Microbiome Analysis Using Next-Generation Sequencing in Urinary Tract Infections
Article information
Abstract
In recent decades, the understanding of the genetic information of microbes and hosts has advanced considerably with the development of next-generation sequencing (NGS). For infectious diseases, genomic analysis can provide valuable information on the host disease susceptibility, microbial pathogenicity, and drug sensitivity. For urinary tract infections (UTI), NGS can reveal the pathogenic microbe and the dysbiosis of the urinary microbiome, which is a crucial factor in the pathogenesis of UTI and other urinary tract disorders. This review outlines the role of urinary microbiome dysbiosis in UTI, urinary stone disease, and cancer. Furthermore, the recent advances in NGS technologies for future applications in infectious disease research are described in detail.
INTRODUCTION
The recent COVID-19 pandemic has highlighted the importance of host and microbial genetics in infectious diseases.
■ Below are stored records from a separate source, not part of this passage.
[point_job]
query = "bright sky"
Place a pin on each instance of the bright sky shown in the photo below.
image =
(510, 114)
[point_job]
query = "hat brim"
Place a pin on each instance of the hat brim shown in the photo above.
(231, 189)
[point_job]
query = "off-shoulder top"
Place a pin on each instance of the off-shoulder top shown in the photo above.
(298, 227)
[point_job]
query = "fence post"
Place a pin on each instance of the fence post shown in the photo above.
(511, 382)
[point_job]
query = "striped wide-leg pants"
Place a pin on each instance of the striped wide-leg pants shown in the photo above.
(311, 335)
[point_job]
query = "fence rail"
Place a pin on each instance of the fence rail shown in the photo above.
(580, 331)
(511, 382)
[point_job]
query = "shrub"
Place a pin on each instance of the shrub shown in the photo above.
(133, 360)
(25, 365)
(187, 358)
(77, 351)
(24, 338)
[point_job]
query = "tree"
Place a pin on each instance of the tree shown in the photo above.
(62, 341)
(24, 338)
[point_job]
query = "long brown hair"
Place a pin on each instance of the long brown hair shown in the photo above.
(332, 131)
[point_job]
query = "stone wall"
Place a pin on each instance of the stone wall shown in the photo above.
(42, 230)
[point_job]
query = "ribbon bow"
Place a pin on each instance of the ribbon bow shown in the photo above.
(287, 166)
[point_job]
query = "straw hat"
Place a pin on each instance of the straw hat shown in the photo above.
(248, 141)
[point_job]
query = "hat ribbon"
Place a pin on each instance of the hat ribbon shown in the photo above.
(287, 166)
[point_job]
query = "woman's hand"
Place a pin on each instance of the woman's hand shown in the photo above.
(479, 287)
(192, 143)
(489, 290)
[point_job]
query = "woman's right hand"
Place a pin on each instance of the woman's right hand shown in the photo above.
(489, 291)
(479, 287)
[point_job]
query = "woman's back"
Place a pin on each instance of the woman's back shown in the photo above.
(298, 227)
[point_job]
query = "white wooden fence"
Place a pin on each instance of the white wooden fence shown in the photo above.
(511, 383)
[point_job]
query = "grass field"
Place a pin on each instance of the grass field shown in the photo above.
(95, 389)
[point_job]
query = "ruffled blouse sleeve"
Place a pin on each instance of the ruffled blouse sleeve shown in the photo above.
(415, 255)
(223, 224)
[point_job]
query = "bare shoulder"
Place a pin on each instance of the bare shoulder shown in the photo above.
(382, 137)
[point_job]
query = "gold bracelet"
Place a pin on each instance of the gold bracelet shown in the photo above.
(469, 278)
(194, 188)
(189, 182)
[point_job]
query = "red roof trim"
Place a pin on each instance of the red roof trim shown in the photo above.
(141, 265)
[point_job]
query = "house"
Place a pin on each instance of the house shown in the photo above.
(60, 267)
For the host, variants of the innate immunity genes, such as toll-like receptors or interferon-alpha receptors, are significantly associated with severe symptoms and mortality [1-3]. Rapid genomic evolution of the virus has also been observed, which increases infectivity and avoids immune surveillance [4]. Similarly, in urinary tract infections (UTIs), innate immunity plays a significant role in the early host response to bacterial invasion [5]. Therefore, variants of the toll-like receptor genes, chemokine genes, and interferon response genes are associated with the host susceptibility to UTI and the symptom severity [5-8]. Furthermore, urinary tract microbes, such as uropathogenic Escherichia coli (UPEC), have evolved by mutating their proteins or adopting exogenous genes, adhesins (pili and curli), toxins (lipopolysaccharide and hemolysin), and iron acquisition systems (siderophore and hem receptor), as well as undergoing immune evasion (capsule, o-antigen, cellulose) [9]. On the other hand, bacterial strains, such as E. coli 83972, have evolved to promote symbiosis by decreasing the virulence factors (hemolysin) and increasing the colonization factors (adhesins) [10]. These bacteria usually do not lead to the development of urinary symptoms [10] and may even provide protection against recurrent UTIs [11,12].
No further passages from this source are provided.